Please pardon the perhaps silly and slightly off-top question, but this is an ISO thread.

What does ISO mean in the context of digital cameras? In the old days of film it was related to the light sensitivity of the silver-based granules in the emulsion, presumably a function of size, chemical composition, and nature of the surrounding emulsion.

But what does ISO mean to a digital sensor? We have a patch of doped silicon, we've put some charge on it, and we expose that to light to bleed some of the charge off. More light, more charge bleeds off. We read the remaining charge, digitize it, process it, and call it a picture. Shutter speed controls how long the light hits the sensor, aperture chokes off (obviously has other effects, too) some of the light. Is ISO controlled with the amount of initial charge put into the sensor, or is it some configuration of the DAC, or what? What's going on at the nuts, bolts, and electrons level.

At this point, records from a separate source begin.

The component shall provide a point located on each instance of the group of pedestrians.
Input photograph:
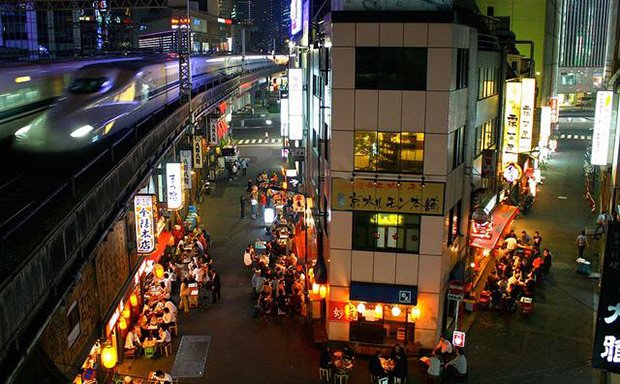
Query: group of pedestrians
(520, 268)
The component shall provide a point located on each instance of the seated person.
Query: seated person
(164, 337)
(132, 342)
(434, 366)
(457, 367)
(162, 377)
(169, 318)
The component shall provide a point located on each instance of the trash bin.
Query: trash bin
(583, 266)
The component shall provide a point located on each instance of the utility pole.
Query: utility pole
(185, 70)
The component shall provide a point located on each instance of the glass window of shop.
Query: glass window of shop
(386, 232)
(386, 324)
(389, 152)
(390, 68)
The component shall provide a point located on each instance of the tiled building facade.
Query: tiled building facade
(400, 107)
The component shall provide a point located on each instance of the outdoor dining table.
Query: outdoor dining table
(149, 348)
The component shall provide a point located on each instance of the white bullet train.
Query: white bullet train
(103, 99)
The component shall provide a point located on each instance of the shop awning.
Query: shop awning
(384, 293)
(162, 243)
(501, 217)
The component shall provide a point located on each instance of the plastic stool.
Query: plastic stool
(173, 329)
(166, 349)
(325, 374)
(340, 378)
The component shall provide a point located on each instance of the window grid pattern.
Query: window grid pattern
(486, 135)
(488, 82)
(389, 152)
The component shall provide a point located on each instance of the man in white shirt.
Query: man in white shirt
(162, 377)
(132, 342)
(168, 317)
(164, 336)
(457, 367)
(511, 243)
(170, 305)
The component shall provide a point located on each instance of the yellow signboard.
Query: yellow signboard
(388, 196)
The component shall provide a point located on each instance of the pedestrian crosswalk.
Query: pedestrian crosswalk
(575, 137)
(260, 142)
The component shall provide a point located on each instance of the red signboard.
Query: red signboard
(458, 339)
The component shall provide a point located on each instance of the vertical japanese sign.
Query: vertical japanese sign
(186, 158)
(606, 350)
(284, 117)
(602, 128)
(174, 185)
(528, 93)
(145, 224)
(545, 127)
(553, 104)
(197, 151)
(295, 104)
(511, 122)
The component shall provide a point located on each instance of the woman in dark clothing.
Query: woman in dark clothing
(374, 366)
(325, 359)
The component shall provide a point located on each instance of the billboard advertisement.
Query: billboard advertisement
(295, 104)
(528, 93)
(606, 349)
(602, 128)
(143, 207)
(511, 122)
(296, 16)
(174, 185)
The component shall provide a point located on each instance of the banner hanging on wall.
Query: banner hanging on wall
(388, 196)
(144, 206)
(602, 128)
(511, 122)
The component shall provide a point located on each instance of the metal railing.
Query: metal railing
(42, 279)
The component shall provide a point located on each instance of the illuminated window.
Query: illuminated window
(389, 152)
(366, 150)
(486, 135)
(386, 232)
(488, 82)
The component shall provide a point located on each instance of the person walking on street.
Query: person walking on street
(244, 167)
(216, 285)
(582, 243)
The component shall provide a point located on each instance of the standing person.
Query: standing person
(244, 167)
(536, 240)
(581, 242)
(457, 367)
(184, 293)
(216, 286)
(242, 202)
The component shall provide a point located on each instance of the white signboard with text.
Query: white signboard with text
(602, 128)
(295, 104)
(284, 117)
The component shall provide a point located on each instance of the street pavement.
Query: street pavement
(552, 345)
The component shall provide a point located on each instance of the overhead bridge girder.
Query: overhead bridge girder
(72, 5)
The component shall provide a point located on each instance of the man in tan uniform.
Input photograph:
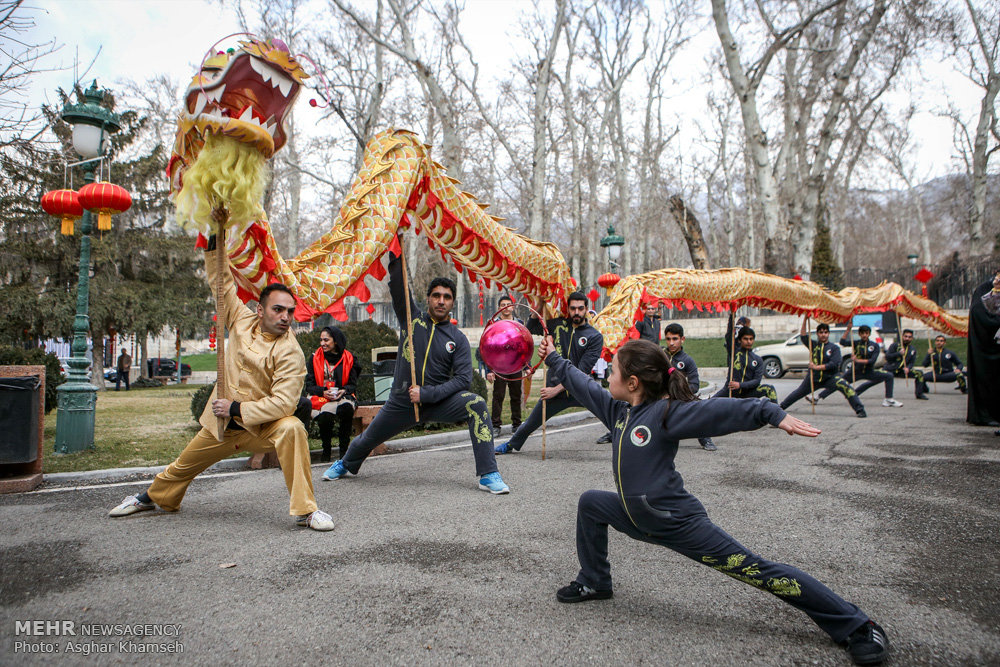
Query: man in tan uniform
(265, 369)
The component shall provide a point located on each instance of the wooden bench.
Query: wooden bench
(363, 416)
(164, 379)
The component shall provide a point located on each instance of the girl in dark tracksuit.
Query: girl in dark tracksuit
(652, 505)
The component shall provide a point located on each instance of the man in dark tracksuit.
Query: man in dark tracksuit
(747, 369)
(864, 355)
(682, 361)
(946, 365)
(901, 363)
(577, 341)
(444, 375)
(650, 504)
(823, 366)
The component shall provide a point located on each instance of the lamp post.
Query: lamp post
(91, 123)
(613, 242)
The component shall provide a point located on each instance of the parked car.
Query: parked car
(792, 355)
(165, 366)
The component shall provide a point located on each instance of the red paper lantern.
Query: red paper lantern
(105, 199)
(66, 205)
(608, 280)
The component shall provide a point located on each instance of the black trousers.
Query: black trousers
(513, 387)
(344, 418)
(760, 391)
(703, 542)
(554, 406)
(397, 415)
(919, 384)
(950, 376)
(871, 378)
(833, 383)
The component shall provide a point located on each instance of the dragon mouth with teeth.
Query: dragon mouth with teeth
(245, 94)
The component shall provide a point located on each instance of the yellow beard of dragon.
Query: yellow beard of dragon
(235, 110)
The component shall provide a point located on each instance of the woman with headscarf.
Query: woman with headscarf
(984, 355)
(331, 380)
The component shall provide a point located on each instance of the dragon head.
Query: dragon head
(244, 93)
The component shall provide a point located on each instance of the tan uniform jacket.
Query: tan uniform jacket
(263, 372)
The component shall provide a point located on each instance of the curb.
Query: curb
(241, 464)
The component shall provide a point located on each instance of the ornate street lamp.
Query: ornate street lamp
(613, 242)
(92, 124)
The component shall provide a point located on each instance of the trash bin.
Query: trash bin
(382, 372)
(19, 402)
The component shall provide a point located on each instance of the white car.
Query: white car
(792, 355)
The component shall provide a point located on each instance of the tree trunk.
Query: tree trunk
(97, 366)
(691, 230)
(776, 245)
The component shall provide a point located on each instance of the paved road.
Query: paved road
(897, 512)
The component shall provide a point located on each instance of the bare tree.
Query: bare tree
(983, 70)
(895, 145)
(746, 83)
(22, 58)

For this explanation, assume that Manual Exposure mode is used, not the P, A or S metering modes. Each photosite can only capture a certain amount of photons before it saturates and produces blown highlights. If this just barely happens at the base ISO (usually ISO 100 or ISO 200), if you reduce the exposure by closing the aperture by 1 stop or quicken the shutter speed by one stop, the image will be underexposed by one stop. If you then increase the ISO and shoot again, the data collected by the sensor will be the same, but the ISO is applied after the fact, digitally amplifying the sensor's signal data, and these values are saved in the JPEG and/or RAW data. That's why high ISO shots (using the metering modes) have so much noise. Their signal data has relatively low values because of underexposure, but some other types of noise (read noise, etc.) is multiplied/amplified, decreasing the signal to noise ratio.